14 魔王城のメイド、買い物一つで命がけ
《これまでのあらすじ》
リンは台所掃除を終え、魔王城近くの魔王商店街へ買い出しに出る。
店名が個性的で驚きつつも、トミーと魔王に手を引かれて緊張しながらも進む。
収穫鬼の店でのやり取りで、魔王が「リンを嫁候補」ととっさに発言して場が凍りつく。
魔王は慌てて言い訳するが、その場は混乱状態に。
リンは動揺しつつも、魔王の気持ちを感じながら新生活の複雑さを実感する。
「あはは!でもさ、人間の女の子が魔界で、しかも魔王城で暮らすなんて言ったら――もう、そう言うしかなかったんじゃない?」
湯気の向こうでニヤリと笑うウンディーネ。
鍋の野菜スープがコトコト音を立てて煮えているのを、私は木のヘラで優しく混ぜながら、顔を赤くした。
「だって“嫁候補”って! 魔王さま、さすがにそれはやりすぎですよ!」
ウンディーネは肩を揺らして大笑い。
「あの後、“八つ裂き肉店”でもまたひと騒動あったって?」
ため息混じりに思い出す。
⸻
根腐市場を出ると、商店街はざわざわ。
いつの間にか人が集まり、ざっと野次馬の輪ができている。
その目つきが、何ともいえず怪しい。
「まさかロリ…いやいや、そんな趣味なわけ…?」
「見た目は子どもだけど、合法なのか?」
「隠し子説もあるぞ。あの目元、似てるって言われてるし」
全部丸聞こえだってば!
しかもトミーさん、もふもふの毛皮の下で血管がピクピクしているのが見える。
そんな空気の中、魔王さまはなんの躊躇もなく言った。
「リン、お肉食べよう。大きくならないとね」
その言葉が空気を一瞬で凍らせる。
「育ててから手を出すタイプだよ」
「光源氏かよ」
「アウトォ!」
私の周りでツッコミが鳴り響いた。
まったく、ダークファンタジーが一瞬でコメディに崩壊した瞬間だ。
⸻
八つ裂き肉店は、巨大なタコ魔物が店長を務めている。
「おお、魔王さんとトミーか。そいつが噂の子か?」
タコ店長は8本の脚をゆったりと揺らしながら、私を見下ろした。
もう野次馬たちは追い出してくれていて、周囲は落ち着いている。
…意外と優しい人なのかも?
でも問題は支払い方法。
「ここはな、現金じゃなくて、実力主義だ」
魔王さまが苦笑いしつつ説明した。
「勝って買わなきゃ商品はもらえないんですよ」
「なら今日は腕相撲で決めよう!」
タコの腕は吸盤がついていて、太さは私の太もも以上。
カウンターにドンと置かれたその腕を見て、私は震えた。
「じゃ、レディ・ゴー!」
腕相撲開始の合図と同時に、吸盤が私の手に吸い付き、力強く引っ張られる。
ふわっと身体が浮いて、私は逆さまに吊るされた。
「うわあああああ!?」
タコ店長は焦りつつも力を緩められない。
「これじゃダメだ。両手でいけ!」
「全体重かけてこい!」
言われるがままに必死に力を込めると、壁に吹っ飛び、なんとか魔王さまにキャッチされた。
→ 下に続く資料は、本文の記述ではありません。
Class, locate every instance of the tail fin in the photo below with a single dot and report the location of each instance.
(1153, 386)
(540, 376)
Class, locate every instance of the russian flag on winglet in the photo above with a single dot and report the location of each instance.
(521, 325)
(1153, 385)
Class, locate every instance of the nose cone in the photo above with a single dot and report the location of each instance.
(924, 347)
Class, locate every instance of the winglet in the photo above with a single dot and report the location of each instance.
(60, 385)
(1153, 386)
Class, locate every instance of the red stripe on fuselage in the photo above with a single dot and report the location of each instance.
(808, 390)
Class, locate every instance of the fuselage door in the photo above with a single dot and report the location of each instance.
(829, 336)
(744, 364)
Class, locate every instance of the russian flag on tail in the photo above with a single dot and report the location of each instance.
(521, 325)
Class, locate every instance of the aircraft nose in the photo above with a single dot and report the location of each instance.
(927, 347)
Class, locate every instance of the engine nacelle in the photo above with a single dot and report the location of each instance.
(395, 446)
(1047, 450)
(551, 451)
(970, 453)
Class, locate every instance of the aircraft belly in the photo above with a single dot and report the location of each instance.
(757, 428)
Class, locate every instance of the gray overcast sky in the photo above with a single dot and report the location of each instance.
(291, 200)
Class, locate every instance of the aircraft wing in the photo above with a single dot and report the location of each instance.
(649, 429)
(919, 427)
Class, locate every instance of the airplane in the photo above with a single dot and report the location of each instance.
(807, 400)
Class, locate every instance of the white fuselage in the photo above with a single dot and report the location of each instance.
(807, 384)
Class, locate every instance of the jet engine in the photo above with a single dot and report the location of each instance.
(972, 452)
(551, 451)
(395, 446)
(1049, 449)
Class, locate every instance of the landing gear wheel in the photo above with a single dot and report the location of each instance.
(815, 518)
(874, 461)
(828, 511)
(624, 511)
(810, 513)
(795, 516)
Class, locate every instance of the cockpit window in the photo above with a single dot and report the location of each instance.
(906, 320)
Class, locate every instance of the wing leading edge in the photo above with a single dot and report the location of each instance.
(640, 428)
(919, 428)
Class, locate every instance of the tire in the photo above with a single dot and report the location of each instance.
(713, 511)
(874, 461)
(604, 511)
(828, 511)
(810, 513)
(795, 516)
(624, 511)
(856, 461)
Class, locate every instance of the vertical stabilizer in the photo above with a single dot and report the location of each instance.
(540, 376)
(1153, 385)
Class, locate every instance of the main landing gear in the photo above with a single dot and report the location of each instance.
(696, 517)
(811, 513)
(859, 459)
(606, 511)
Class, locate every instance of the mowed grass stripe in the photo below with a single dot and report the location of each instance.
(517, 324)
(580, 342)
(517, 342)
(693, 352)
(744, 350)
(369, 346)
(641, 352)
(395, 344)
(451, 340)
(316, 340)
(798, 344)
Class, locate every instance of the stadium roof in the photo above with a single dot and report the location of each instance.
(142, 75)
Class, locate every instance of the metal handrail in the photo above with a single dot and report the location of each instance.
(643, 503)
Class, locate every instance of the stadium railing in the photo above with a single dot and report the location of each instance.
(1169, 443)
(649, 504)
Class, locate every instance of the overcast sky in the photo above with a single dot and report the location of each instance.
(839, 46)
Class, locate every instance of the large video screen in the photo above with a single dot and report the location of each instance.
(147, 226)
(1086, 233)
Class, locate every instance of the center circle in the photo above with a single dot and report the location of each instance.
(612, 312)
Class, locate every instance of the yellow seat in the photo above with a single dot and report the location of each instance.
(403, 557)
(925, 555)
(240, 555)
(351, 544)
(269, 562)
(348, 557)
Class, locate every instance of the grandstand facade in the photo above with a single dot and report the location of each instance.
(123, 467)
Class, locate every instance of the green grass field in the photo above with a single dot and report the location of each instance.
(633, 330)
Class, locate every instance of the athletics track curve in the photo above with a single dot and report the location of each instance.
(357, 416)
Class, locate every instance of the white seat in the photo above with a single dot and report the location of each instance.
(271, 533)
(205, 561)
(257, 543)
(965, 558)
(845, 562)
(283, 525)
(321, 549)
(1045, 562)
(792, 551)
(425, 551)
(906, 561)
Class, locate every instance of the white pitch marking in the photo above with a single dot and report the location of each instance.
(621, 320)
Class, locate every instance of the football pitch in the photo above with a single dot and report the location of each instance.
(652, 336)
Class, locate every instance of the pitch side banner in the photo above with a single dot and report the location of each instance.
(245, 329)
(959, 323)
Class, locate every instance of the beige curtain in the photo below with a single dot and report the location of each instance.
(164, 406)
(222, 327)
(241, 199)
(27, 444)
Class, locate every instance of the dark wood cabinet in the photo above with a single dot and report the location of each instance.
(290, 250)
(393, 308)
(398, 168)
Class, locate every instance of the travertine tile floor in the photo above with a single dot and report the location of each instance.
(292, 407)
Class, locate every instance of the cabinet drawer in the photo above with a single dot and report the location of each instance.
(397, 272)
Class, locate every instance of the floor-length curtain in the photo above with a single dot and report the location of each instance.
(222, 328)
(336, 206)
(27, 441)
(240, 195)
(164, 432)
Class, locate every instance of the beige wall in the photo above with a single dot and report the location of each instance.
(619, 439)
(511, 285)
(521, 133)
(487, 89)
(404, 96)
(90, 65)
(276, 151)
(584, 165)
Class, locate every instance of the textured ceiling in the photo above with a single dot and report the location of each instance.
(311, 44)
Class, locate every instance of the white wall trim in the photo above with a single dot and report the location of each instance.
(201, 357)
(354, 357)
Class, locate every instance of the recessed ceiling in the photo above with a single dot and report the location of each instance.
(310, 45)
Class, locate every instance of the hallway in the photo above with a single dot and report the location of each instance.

3度目、逆さつりになると、リンも肩が震え始め、店長は頭(?)を抱えて呟く。
「悪かった…こんな子に泣かれてしまっては…」
なぜか、タコ店長が涙をぽろぽろこぼしながら、
「今日は特別だ。商品はタダで持ってけ!」
ようやく机の上に戻された私は、フラフラと呟いた。
「魔界の商売は厳しすぎる…」
⸻
「あらあら、かわいそうに」
ウンディーネさんは本気で同情した。
「タコ店長も見かけによらずいい人だからな。どこで稼ぎを作ってるんだか?」
ネズミイも苦笑い。
「で、魔王さまとトミーは?」
「帰って緊急会議だってさ」
三人は顔を見合わせて、ため息をついた。